Paris-based producer and sound artist Matthieu Ruben N'Dongo aka Sacred Lodge, who performs with his new album Ambam (2025) at Rewire, combines horrorcore and experimental dub while paying homage to his Equato-Guinean heritage, and the Fang people (from which his father originates) and their cosmogony known as Mvett. N'Dongo's research focuses on the role of music both in ritual contexts and as a social function; as such, his productions proliferate with ceremonial rhythms, and are perforated by screams, hollers, chants, and brutal, powerful bass.

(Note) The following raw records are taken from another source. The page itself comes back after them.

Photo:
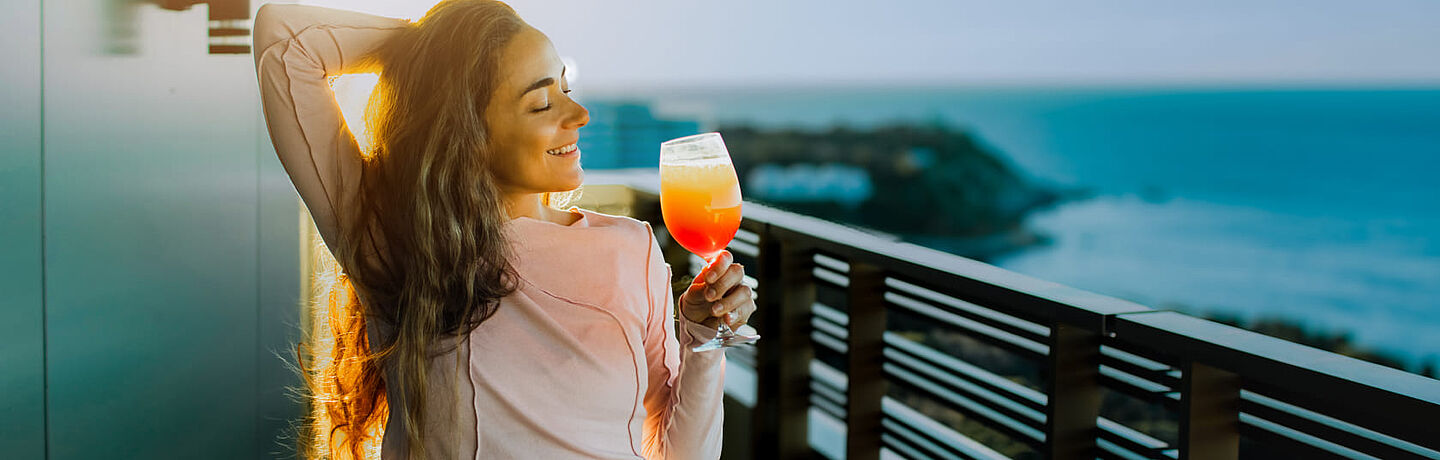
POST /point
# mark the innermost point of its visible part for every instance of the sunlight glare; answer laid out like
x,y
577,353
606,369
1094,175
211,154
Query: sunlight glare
x,y
406,9
352,93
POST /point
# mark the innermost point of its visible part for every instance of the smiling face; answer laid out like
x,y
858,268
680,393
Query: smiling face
x,y
533,123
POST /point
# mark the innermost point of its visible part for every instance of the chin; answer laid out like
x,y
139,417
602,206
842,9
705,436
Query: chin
x,y
573,180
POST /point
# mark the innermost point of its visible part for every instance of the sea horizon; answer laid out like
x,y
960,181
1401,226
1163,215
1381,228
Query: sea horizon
x,y
1306,204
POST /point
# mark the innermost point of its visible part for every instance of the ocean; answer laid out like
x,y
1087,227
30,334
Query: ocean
x,y
1321,206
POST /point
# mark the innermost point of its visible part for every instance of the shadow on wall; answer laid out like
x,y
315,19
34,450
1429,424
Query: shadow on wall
x,y
228,23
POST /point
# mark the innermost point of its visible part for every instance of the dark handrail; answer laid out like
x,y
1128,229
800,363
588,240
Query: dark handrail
x,y
1224,382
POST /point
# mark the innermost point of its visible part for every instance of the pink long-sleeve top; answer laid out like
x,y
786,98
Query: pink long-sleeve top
x,y
583,361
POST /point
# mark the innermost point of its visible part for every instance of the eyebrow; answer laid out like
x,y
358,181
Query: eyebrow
x,y
542,82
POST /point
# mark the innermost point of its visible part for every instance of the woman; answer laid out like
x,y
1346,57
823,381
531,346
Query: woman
x,y
483,320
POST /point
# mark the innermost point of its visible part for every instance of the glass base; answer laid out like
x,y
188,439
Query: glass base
x,y
726,338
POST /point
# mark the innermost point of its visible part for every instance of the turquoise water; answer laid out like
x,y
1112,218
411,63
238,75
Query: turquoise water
x,y
1319,205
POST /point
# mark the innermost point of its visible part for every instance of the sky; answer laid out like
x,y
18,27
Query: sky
x,y
624,43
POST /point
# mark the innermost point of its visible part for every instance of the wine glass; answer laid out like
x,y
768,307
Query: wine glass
x,y
700,201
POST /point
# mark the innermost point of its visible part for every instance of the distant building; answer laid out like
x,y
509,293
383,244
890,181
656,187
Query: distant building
x,y
627,134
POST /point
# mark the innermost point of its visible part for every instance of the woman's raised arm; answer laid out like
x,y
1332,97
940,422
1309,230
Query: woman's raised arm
x,y
295,49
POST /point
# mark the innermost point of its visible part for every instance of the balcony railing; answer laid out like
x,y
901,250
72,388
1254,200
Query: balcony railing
x,y
896,348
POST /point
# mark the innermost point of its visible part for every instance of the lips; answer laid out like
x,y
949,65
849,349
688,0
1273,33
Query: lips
x,y
565,150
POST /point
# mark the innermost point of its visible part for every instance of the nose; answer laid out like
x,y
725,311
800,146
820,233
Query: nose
x,y
579,117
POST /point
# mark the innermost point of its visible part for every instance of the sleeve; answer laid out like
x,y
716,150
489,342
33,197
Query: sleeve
x,y
684,411
295,49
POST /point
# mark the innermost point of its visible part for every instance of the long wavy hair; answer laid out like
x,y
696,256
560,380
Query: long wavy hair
x,y
429,198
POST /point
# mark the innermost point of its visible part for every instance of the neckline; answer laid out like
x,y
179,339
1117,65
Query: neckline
x,y
581,217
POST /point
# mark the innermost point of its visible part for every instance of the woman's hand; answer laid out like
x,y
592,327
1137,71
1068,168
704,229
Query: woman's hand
x,y
719,293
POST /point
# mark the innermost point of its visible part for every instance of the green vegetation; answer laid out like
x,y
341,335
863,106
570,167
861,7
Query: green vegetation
x,y
933,185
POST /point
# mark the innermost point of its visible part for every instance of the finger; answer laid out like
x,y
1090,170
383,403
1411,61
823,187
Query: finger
x,y
740,315
732,277
735,299
717,266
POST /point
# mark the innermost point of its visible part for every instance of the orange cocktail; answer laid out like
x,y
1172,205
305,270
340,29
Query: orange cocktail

Taking traditional Korean instruments like the Piri (double-reed bamboo oboe), Saenghwang (bamboo mouth organ), and Yanggeum (hammered dulcimer), composer, musician, and performer Park Jiha invokes a careful combination of classical minimalism and improvised contemporary music. After her concert at Rewire eight years ago, she returns to the festival with her band performing her new album All Living Things (2025), which points to the vivid ecologies that spring to life in her music.

Also joining is Milkweed, whose explorations in folk, ritual, and tradition echo with haunting resonances. Distortion and lo-fi production act as a ghostly mask for what are, in many ways, quite joyful reinterpretations of British folk sounds. Their folkloric trip-hop takes existing historical and cultural source material – such as a mid-twentieth-century folklore journal, a book on Welsh myths, and another on Bronze-Age human remains – and drags it into the modern era. They will perform at Rewire with their recent album Remscéla (2025). 

Joe Leonard-Walters and Molly Cosgrove are radio hosts and researchers who are interested in folklore and the ways in which inherited stories, practices, and music shape our understanding of the present and the past.